The defendant contends that the testimony of the co-defendants was
uncorroborated.
On appeal, the state is entitled to the strongest legitimate view of the
evidence and all reasonable inferences which might be drawn therefrom. State v.
Cabbage, 571 S.W.2d 832, 835 (Tenn. 1978). The credibility of the witnesses, the
weight to be given their testimony, and the reconciliation of conflicts in the proof are
matters entrusted exclusively to the jury as the triers of fact. Byrge v. State, 575
S.W.2d 292, 295 (Tenn. Crim. App. 1978). This court may not re-evaluate the
evidence or substitute its inferences for those drawn by the jury. Farmer v. State,
574 S.W.2d 49, 51 (Tenn. Crim. App. 1978). A conviction may be set aside only
when the reviewing court finds that the "evidence is insufficient to support the finding
by the trier of fact of guilt beyond a reasonable doubt." Tenn. R. App. P. 13(e).
Robbery is defined as "the intentional or knowing theft of property from
the person of another by violence or putting the person in fear." Tenn. Code Ann.
§ 39-13-401. It is aggravated, and thus a Class B felony, when a deadly weapon is
utilized or the victim of the robbery suffers serious bodily injury. Tenn. Code Ann.
§ 39-13-402. One who knowingly kills another can be found guilty of second degree
6
murder, a Class A felony. Tenn. Code Ann. § 39-13-210. In this state, one may be
criminally responsible for the commission of offenses if he acts with the intent to
promote or assist in the commission of the offense. Tenn. Code Ann. § 39-11-402.
Here, there was proof that the defendant was one of several armed, masked men
who robbed a convenience market and one of its customers, shooting the victim in
the process. The victim identified the defendant, who others said was armed with a
.380 pistol, as one of two men who fired the shots which ultimately resulted in his
death. There was evidence from co-defendants that the defendant was the leader
in the commission of the crimes and had utilized a white Hyundai automobile. One
state witness testified that he had seen the same car driven by the defendant earlier
that day. The testimony of another witness, not charged with this offense, placed
the defendant at the scene of the crime.
A defendant, of course, cannot be convicted upon the uncorroborated
testimony of an accomplice. Sherrill v. State, 321 S.W.2d 811, 814 (Tenn. 1959).

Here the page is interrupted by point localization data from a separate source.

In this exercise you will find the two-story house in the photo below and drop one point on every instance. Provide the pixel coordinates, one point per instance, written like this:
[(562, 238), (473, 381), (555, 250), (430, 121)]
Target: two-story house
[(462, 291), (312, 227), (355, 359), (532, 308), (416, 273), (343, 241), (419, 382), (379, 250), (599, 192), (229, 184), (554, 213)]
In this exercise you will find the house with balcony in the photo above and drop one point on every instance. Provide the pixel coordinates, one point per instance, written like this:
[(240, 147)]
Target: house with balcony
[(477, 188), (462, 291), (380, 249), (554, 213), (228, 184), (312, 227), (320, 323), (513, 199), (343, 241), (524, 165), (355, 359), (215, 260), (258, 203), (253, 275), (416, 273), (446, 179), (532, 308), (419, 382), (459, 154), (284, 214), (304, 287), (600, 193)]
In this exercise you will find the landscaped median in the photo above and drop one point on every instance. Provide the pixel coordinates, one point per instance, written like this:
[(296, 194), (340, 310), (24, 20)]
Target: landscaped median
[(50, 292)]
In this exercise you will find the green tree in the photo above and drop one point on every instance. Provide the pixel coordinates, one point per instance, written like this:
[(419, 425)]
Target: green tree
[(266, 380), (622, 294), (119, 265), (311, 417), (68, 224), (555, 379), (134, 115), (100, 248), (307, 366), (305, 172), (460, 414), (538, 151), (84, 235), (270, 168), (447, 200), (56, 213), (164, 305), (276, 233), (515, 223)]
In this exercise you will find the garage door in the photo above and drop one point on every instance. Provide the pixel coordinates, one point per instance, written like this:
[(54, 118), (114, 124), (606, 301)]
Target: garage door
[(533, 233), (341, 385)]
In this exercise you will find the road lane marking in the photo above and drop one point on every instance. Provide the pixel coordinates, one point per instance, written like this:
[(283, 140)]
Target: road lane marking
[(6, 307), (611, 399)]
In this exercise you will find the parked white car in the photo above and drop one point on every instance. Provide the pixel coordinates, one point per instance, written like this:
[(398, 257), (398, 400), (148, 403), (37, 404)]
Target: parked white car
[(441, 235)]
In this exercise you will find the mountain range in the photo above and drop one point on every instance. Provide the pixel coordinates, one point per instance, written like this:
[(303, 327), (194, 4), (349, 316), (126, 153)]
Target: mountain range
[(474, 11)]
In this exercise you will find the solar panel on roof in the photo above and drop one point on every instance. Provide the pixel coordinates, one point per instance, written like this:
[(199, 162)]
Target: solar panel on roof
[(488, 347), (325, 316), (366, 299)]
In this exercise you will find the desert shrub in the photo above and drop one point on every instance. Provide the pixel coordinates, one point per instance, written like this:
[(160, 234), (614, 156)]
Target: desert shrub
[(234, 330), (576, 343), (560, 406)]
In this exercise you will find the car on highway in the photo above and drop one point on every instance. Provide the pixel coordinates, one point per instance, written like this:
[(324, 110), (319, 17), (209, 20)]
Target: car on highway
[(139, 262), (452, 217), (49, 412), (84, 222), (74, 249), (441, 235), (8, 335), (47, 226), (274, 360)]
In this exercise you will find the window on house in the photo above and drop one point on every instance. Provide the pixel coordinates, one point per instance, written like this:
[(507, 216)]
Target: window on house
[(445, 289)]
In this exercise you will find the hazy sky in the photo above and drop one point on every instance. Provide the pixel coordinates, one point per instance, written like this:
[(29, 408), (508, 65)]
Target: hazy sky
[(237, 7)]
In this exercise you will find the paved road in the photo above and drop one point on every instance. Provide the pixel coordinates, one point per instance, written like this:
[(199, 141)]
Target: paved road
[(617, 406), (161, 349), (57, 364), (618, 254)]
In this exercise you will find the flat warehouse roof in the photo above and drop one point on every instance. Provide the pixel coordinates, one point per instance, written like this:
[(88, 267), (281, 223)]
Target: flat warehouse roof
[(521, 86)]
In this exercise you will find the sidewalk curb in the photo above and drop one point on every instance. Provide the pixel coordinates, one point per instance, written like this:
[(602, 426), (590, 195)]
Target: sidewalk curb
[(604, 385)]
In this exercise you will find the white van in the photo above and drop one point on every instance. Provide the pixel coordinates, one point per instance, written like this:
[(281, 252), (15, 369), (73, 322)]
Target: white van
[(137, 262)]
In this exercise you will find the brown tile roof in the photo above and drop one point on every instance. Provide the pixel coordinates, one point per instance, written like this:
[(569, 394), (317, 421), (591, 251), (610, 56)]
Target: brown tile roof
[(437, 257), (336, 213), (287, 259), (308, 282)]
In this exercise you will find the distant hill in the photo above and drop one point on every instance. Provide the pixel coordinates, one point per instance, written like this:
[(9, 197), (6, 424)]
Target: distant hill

The general rule is that there must be some fact testified to entirely independent of
accomplice testimony which, taken by itself, leads to an inference not only that a
crime has been committed but that the defendant is implicated in that crime. State
v. Fowler, 373 S.W.2d 460, 463 (Tenn. 1963). Only slight circumstances, however,
are required to furnish the necessary corroboration. Garton v. State, 332 S.W.2d
169, 175 (Tenn. 1960). Here, the testimony of Jerome Bond and Anthony
Yarborough, was sufficient to provide the necessary corroboration. Other proof,
accredited by the jury, established each and every element of the three offenses.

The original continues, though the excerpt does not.